As far as rugby union is concerned, Bloodgate is consigned to the remotest history. Richards is lauded for his fine work at Newcastle, which is, of course, hardly surprising in that he was a feted visiting speaker at many clubs when the ink of his three-year suspension, for some of the most outlandish and egregious cheating any form of sport had ever known, was still fresh on the page.

Richards and his many admirers say that he has served his time, however brief it was when set against the scale of his offences, and that this particular slate is clean.

Not too many around Twickenham are prepared to discuss what this says about the enduring and precious core values of rugby, of course, which is just another reason why they should keep their wider judgements entirely to themselves.

Sadly, Froch doesn't get to tell Ward where to go

Carl Froch earned all of the plaudits which came his way after a wonderfully committed defeat of his former conqueror Mikkel Kessler. It was a proper world title fight, hard and unrelenting and confirming all the best qualities of both men, Froch's courage and willingness to take the fight to his man and Kessler's impressive, if now waning, ability to work with menacing precision inside.

It is in the character and talent of such men that lies boxing's best chance of surviving the hype of new and vulgar forms of the old science.

Froch's interest in real fights, rather than easy pay-nights, has been a characteristic of an impressive career and it is entirely typical that he should now be most interested in a re-match with the formidable Andre Ward.

The American's presence at ringside was a compelling reason to believe that Froch will indeed get his chance for revenge. However, it is no slight on him to say that Ward's talent will make him a firm favourite.
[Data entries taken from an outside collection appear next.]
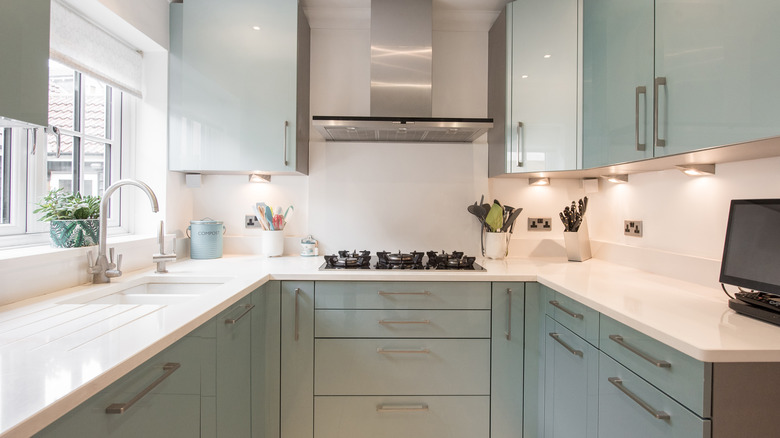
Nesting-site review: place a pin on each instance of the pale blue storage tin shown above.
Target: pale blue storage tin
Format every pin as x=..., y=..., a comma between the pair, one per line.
x=205, y=239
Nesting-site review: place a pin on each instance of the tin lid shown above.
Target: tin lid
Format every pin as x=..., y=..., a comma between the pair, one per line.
x=207, y=221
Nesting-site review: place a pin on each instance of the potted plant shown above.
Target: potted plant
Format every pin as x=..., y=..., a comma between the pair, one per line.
x=74, y=218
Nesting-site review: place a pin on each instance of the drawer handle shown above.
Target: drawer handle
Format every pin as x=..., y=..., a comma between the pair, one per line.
x=557, y=338
x=567, y=311
x=508, y=332
x=661, y=415
x=659, y=363
x=387, y=321
x=121, y=408
x=247, y=308
x=381, y=350
x=425, y=292
x=422, y=407
x=297, y=312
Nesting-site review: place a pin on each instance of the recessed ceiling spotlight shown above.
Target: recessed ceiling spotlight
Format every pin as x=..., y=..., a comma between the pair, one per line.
x=697, y=169
x=259, y=178
x=617, y=179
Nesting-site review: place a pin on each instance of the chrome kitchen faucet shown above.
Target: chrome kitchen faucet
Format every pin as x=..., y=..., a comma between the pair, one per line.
x=104, y=269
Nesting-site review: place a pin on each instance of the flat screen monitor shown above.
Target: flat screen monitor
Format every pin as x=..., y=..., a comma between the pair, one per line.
x=751, y=254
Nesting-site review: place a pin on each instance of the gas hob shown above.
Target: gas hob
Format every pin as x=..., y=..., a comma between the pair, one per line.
x=414, y=260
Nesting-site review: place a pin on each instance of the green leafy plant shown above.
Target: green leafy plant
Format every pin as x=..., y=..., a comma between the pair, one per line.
x=61, y=205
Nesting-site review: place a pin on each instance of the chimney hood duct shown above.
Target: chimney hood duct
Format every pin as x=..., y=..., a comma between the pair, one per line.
x=401, y=59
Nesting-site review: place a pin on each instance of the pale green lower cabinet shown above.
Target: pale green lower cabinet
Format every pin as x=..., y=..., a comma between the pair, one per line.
x=629, y=406
x=506, y=368
x=171, y=409
x=571, y=384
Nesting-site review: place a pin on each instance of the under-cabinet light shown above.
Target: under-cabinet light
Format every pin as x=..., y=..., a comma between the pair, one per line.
x=617, y=179
x=697, y=169
x=257, y=177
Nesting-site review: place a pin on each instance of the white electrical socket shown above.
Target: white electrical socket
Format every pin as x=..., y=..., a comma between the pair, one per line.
x=539, y=224
x=250, y=221
x=633, y=228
The man from Nottingham might also curb his theory that Ward has to prove he is a true champion by fighting away from his own backyard. Ward beat Froch very handily in Atlantic City, which is, of course, separated from his Californian origins by the width of the American continent.
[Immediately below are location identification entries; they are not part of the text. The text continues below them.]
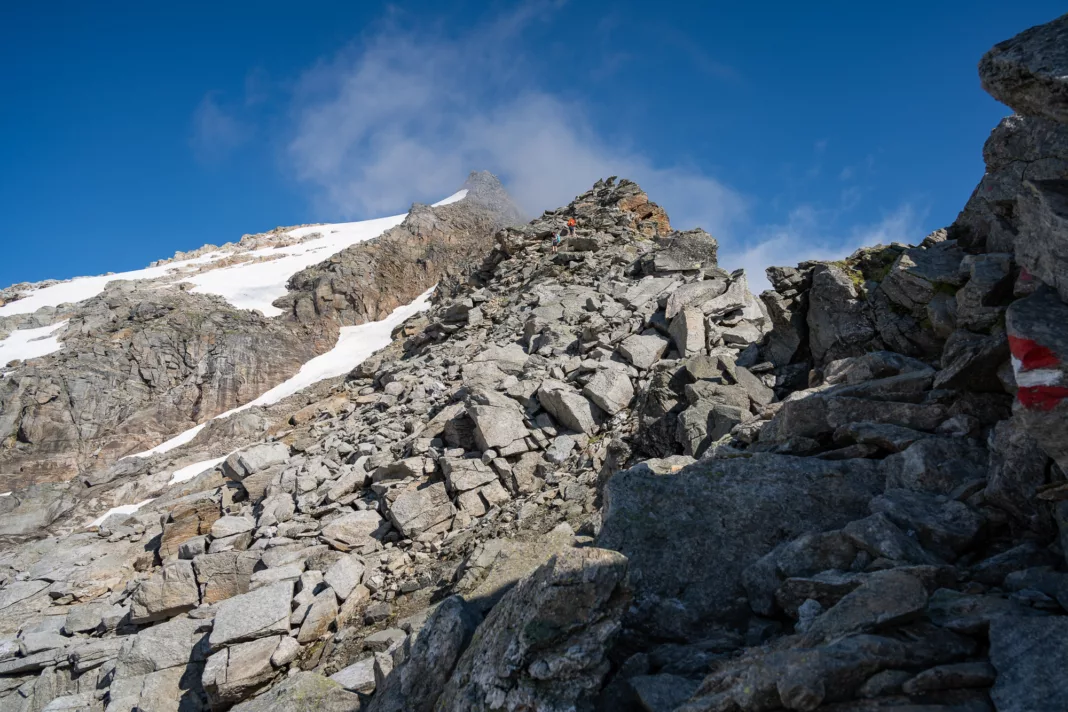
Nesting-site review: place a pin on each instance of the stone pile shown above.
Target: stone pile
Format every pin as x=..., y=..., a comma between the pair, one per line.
x=610, y=478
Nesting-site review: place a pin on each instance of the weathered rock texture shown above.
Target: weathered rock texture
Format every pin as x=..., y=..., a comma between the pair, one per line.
x=610, y=478
x=367, y=281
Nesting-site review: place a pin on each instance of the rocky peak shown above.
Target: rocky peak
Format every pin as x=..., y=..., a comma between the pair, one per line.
x=605, y=476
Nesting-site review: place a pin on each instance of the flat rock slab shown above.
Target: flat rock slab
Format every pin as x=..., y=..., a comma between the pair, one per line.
x=256, y=614
x=304, y=691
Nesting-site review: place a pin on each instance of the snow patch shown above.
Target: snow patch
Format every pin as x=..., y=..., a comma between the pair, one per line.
x=256, y=285
x=124, y=509
x=181, y=439
x=191, y=471
x=25, y=344
x=355, y=344
x=455, y=198
x=85, y=287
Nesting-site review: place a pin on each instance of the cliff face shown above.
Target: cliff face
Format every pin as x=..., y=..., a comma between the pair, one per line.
x=609, y=477
x=367, y=281
x=143, y=361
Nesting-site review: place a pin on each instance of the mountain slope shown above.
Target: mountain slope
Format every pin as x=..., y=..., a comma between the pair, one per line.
x=608, y=477
x=142, y=361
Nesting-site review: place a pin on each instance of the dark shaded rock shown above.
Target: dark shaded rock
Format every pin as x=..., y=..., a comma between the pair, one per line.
x=945, y=527
x=1038, y=335
x=936, y=464
x=544, y=645
x=728, y=511
x=1030, y=655
x=837, y=323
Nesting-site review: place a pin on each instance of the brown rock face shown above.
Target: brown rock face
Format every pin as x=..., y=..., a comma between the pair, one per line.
x=138, y=365
x=367, y=281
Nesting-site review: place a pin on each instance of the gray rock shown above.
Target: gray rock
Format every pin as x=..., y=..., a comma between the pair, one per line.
x=254, y=459
x=358, y=677
x=320, y=616
x=31, y=643
x=731, y=511
x=936, y=464
x=693, y=294
x=167, y=594
x=919, y=273
x=691, y=251
x=228, y=526
x=224, y=574
x=415, y=510
x=560, y=449
x=1038, y=334
x=817, y=415
x=570, y=409
x=173, y=644
x=890, y=438
x=262, y=613
x=344, y=575
x=415, y=684
x=643, y=350
x=1030, y=655
x=688, y=331
x=303, y=692
x=466, y=474
x=234, y=673
x=837, y=323
x=970, y=362
x=87, y=617
x=544, y=645
x=354, y=531
x=805, y=678
x=610, y=390
x=885, y=598
x=497, y=426
x=880, y=537
x=662, y=693
x=945, y=527
x=956, y=676
x=1027, y=72
x=1017, y=470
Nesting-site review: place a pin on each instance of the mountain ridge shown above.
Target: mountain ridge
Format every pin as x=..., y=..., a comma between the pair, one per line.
x=603, y=475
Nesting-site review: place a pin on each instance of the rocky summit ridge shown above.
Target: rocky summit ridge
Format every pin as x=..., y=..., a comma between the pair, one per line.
x=600, y=478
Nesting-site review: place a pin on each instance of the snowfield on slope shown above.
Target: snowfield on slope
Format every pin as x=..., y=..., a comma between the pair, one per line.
x=252, y=286
x=355, y=344
x=26, y=344
x=81, y=288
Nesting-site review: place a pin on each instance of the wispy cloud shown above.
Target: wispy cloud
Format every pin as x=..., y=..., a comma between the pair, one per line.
x=805, y=235
x=216, y=131
x=404, y=115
The truth is that champions are champions wherever they appear and Ward acquired the status, with great authenticity, some time ago.

Manassero's charm further shames Sergio

At the end of the week in which the gifted Sergio Garcia gave such worrying signs of arrested adolescence, 20-year-old Matteo Manassero displayed superb maturity in carrying off the PGA title at Wentworth.
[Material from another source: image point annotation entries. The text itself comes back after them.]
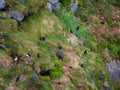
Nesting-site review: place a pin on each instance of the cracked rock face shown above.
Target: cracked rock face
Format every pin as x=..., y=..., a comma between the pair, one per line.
x=2, y=4
x=19, y=16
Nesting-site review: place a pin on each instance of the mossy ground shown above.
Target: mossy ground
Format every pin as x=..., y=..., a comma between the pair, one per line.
x=76, y=68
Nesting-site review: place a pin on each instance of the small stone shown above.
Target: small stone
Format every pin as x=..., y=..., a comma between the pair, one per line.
x=2, y=4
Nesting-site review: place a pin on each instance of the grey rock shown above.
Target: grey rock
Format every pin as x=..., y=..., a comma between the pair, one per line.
x=2, y=4
x=19, y=16
x=73, y=6
x=53, y=1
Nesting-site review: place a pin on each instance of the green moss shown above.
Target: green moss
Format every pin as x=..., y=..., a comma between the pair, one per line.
x=57, y=70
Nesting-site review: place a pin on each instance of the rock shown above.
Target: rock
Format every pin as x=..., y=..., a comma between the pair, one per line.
x=73, y=6
x=49, y=5
x=53, y=1
x=19, y=16
x=2, y=4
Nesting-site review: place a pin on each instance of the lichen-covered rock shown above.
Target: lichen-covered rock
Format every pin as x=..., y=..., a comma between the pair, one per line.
x=2, y=4
x=19, y=16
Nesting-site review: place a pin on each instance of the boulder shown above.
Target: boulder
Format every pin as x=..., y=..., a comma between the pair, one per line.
x=19, y=16
x=53, y=1
x=73, y=6
x=2, y=4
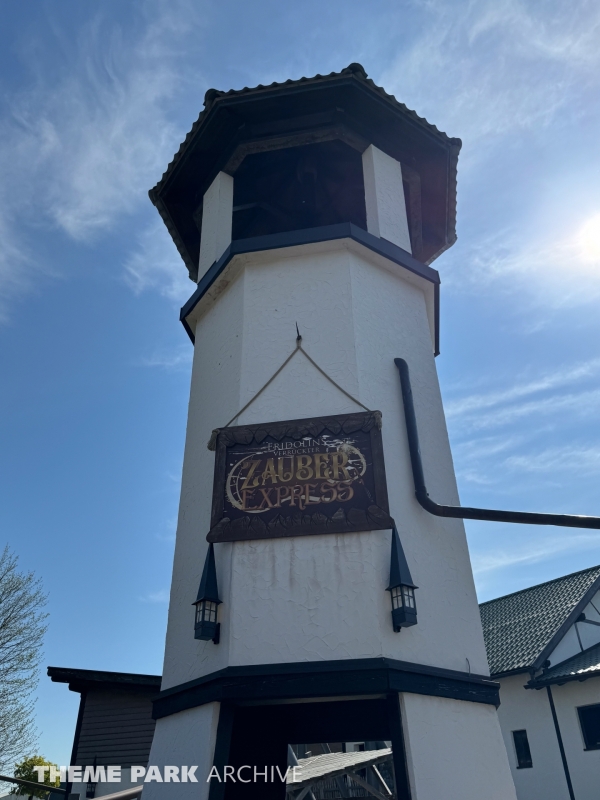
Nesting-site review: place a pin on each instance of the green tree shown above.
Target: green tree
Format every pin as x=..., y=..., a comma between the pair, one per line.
x=27, y=772
x=22, y=629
He showed a killer streak when producing his driver for the fourth of four play-off birdies and then handled the ceremonials with still more daunting calmness and not a little charm. A star was surely born, over which fact the great veteran Lee Westwood will surely not begrudge any celebration.

Westwood's grief over the disastrous run of four bogeys that ruined his chances was tempered by both an old pro's resignation and an absolute refusal to find any excuse in the sound of an ill-timed camera.

His chances of winning that elusive first major may be ebbing, but no one can imagine that he will not fight to an end which, however disappointing, is unlikely to be bitter.